It’s ridiculous how quickly I can forget things. One minute, I’m staring into the abyss of my refrigerator, uninspired by Tupperware containers of leftovers and a 12-step-worthy amount of cheese, slamming the door and ordering takeout instead, and the next, I’m at my market. How could I have forgotten how much I love it there?
The glee I get from placing my purchase order at the produce man, six fingers held up secretly to remember I want six things — new potatoes, green beans, beefsteak tomatoes, lettuce, little pickling cucumbers and new season cherries — because otherwise he comes and goes too fast, and I forget something, without fail. Even though I’ve been less-than-faithful this winter, my cheese man still remembers how much I like St-Marcellin.
As I’m standing in the cheese line, the produce man across the way — not mine, another — sighs theatrically and expresses his wish for the swift arrival of apéro. It’s barely 10:30, and I grin at him. He smiles back; we share a joke that hardly anyone remarks.
I’ve been here a long time — so long that I can forget things, like the way I feel when I emerge from a métro station I haven’t seen in awhile, into an old normal, an old day-to-day now forgotten — but I don’t think I’ll ever get over little jokes, the ones that the true locals are too blasé to notice. A well-placed joke — and the comprehension that goes along with it — is more than enough to make me smile. It reminds me that, in spite of all of this: a winter that seemed too long to fathom, a summer that has yet to arrive, the slow realization that this manic sleeplessness that’s been haunting me since October may, in fact, be my new normal… Paris is still home, continuing to quietly exist all around me, waiting for as long as it takes for me to recognize it again.
Salade Niçoise (for two)
5-6 leaves red leaf lettuce
2 cooked potatoes, chilled
1 beefsteak tomato, cut into slices
1 large handful of green beans, blanched in 2 minutes in salted boiling water and chilled in cold water with ice
1 can (6.5 ounces) tuna, canned in water, drained
15 niçois olives
salt and pepper, to taste
2 Tbsp. extra virgin olive oil
juice of 1/2 lemon
1/2 tsp. Dijon mustard
salt and pepper, to taste
Arrange the ingredients as you see fit, either in a serving dish or in individual bowls.

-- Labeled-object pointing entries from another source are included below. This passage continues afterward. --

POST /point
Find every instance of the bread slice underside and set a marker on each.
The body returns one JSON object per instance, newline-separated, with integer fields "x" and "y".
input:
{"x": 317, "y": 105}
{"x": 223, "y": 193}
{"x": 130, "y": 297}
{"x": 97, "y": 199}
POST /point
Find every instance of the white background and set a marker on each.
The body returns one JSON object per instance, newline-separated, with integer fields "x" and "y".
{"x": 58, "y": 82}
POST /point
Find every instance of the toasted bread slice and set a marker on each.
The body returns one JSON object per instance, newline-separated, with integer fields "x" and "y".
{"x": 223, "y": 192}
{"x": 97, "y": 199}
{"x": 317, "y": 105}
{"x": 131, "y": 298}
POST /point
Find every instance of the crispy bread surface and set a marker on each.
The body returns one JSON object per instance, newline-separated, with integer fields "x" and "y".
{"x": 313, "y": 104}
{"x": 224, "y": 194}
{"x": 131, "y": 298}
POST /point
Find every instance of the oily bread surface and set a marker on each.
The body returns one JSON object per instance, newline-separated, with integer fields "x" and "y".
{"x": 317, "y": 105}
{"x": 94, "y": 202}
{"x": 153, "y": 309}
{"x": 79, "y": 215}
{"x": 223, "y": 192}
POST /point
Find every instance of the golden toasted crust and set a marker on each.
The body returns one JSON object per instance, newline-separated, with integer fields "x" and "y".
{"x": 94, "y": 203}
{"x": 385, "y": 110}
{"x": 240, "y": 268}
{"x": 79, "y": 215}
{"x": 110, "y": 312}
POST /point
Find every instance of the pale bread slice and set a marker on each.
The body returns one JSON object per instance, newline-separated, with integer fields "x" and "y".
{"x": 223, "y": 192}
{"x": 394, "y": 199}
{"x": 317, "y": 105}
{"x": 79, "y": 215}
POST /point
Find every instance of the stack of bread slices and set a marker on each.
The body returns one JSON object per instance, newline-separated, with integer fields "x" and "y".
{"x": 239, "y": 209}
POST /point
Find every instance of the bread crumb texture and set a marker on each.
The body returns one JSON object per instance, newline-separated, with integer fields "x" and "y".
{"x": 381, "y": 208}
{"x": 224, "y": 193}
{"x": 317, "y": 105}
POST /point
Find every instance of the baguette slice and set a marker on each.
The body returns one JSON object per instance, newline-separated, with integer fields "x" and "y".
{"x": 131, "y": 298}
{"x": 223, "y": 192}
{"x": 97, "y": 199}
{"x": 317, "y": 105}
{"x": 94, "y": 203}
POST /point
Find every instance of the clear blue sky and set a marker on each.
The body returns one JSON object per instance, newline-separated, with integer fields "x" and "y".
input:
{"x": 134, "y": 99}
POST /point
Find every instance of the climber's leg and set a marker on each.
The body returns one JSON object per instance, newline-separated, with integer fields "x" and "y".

My method: place first the lettuce leaves, torn, in individual bowls. Salt them. Slice the potatoes in rounds and the green beans in half to make bite-sized pieces. Arrange the tomato slices, green beans and potatoes in piles, with the tuna in the center. Sprinkle with olives and salt and pepper.
Place all the dressing ingredients in a jar with a lid. Shake to combine and pour over the salad. Serve with fresh bread.
“a 12-step-worthy amount of cheese” – hahaha!
Salade Nicoise may just be one of those perfect things to eat.